Registration is now open and will close Saturday.
The event offers students the opportunity to learn and leverage Microsoft’s Power Platform and Azure Cloud services to drive an innovation mindset for students in artificial intelligence & data across multiple universities globally, giving them the opportunity to explore real-world problem areas.
The teams, which can include both undergraduate and graduate students, will conduct an initial analysis of the community solar landscape using Microsoft’s platforms (Azure and Power Platform). Microsoft will provide technical expertise to students on how to use the tools, and students can work on ideas. They will then complete a prototype application and deliver a presentation explaining their prototype, including a video demonstrating it.
The event would be conducted remotely and is expected to foster collaboration across universities.
Each team should have a maximum of six members, and there are no defined guidelines on the skillset for each team member.
The hackathon’s goal is to encourage an understanding of the deployment of community solar panel technology for electricity generation in New Jersey. The hackathon is of special relevance for students interested in data science, computer science, environmental issues and public policy.

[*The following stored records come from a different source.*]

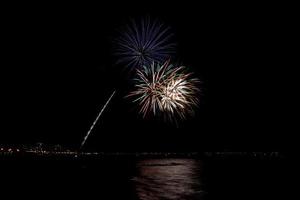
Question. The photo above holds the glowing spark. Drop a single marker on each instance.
(88, 133)
(143, 42)
(165, 89)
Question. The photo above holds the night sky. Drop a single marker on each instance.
(59, 71)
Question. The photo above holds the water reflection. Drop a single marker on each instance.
(168, 179)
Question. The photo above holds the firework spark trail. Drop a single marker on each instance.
(166, 89)
(142, 42)
(89, 132)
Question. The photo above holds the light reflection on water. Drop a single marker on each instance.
(169, 179)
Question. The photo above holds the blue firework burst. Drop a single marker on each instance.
(143, 42)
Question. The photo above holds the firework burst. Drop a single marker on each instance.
(165, 89)
(143, 42)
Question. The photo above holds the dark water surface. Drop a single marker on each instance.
(144, 179)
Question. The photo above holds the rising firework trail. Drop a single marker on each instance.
(89, 132)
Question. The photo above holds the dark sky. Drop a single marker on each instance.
(59, 71)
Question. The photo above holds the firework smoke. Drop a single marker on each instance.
(88, 133)
(143, 42)
(166, 89)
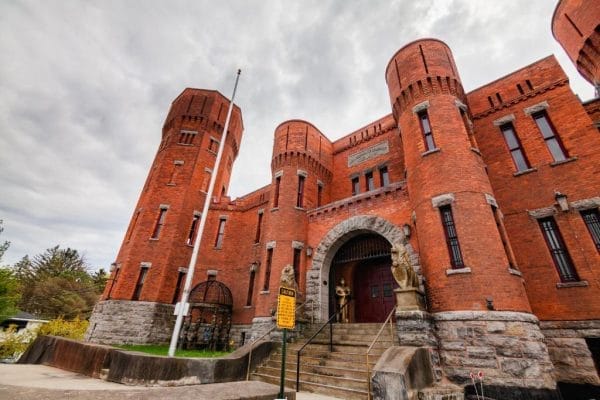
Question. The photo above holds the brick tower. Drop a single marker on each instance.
(149, 271)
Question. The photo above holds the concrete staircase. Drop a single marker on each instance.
(341, 373)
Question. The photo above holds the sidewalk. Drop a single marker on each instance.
(37, 382)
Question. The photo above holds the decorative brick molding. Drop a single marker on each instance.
(323, 254)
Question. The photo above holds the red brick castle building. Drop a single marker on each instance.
(495, 193)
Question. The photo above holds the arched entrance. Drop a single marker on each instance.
(364, 263)
(319, 278)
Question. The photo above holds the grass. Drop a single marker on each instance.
(163, 350)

“The Solar Power Platform Hackathon is a great opportunity for students to help address an important issue of access to clean energy in New Jersey and to learn modern technologies for data science and cloud computing. The students leverage data to develop apps that help policymakers and ordinary citizens in New Jersey with the deployment of and access to solar energy facilities,” Manfred Minimair, professor and director of the M.S. in Data Science program at Seton Hall said.
At the hackathon, a keynote speech will be delivered by Katelyn Gold, director of community engagement at Solar Landscape.
The hackathon enables students to promote sustainability and address the challenge of climate change. It provides students with an opportunity to change the solar energy landscape with their technical and critical thinking skills.
Students from all educational disciplines are encouraged to participate.